Um dia meu pai jogou na tal da roleta e ganhou uma linda boneca no jogo. Ela tinha uns 40 cm, cabelos longos e loiros e olhos azuis. Eu vibrei quando o vi chegando. Mas... a boneca não era para mim. Minha irmã a recebeu nos braços.

Um dia, magoada e roída de ciúmes, peguei a tesoura e cortei todos cabelos da boneca. Se eu não podia tê-la, pensei, minha irmã também não.

No entanto, mesmo a boneca sem cabelos, minha irmã a guarda até os dias de hoje.

Eu? Ainda sonhava, um dia, ganhar a minha. No entanto, isso nunca aconteceu.

Eu cresci. Já não era mais uma menina. Mas, de vez em quando falava sobre a tal da boneca que nunca tive e de como sempre quis ter uma.
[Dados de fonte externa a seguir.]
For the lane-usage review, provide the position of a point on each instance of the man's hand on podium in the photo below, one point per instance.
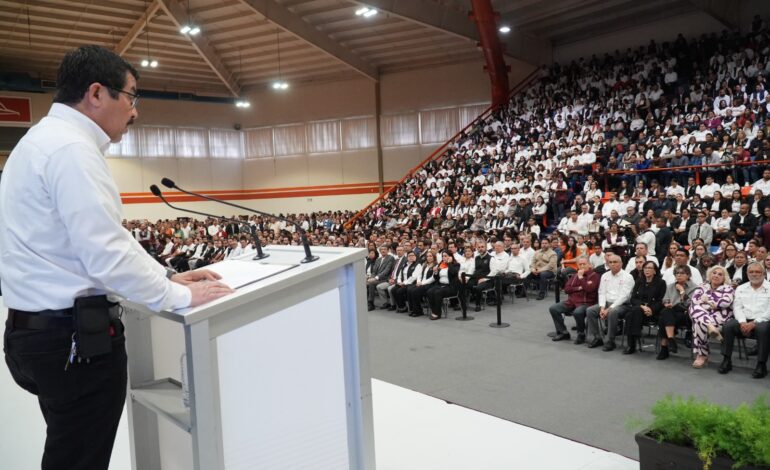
(203, 285)
(189, 277)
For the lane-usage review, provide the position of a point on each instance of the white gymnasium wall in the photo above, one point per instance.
(690, 24)
(273, 206)
(409, 91)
Um dia, meu irmão me telefonou e contou que tinha me comprado uma boneca de presente. Ele sabia a importância que isso tinha na minha vida. E me contou que minha boneca era feita de estopa e tinha um lindo vestido amarelo. E que ao lado dela havia um saco, também de estopa, cheio de grãos de feijão.

Imagina minha felicidade. Eu tinha 25 anos e finalmente ia ganhar a minha boneca. Uma só minha. Então ele me contou que havia comprado três. Essa para mim, uma com vestido vermelho para minha irmã e uma com vestido azul para a afilhada dele.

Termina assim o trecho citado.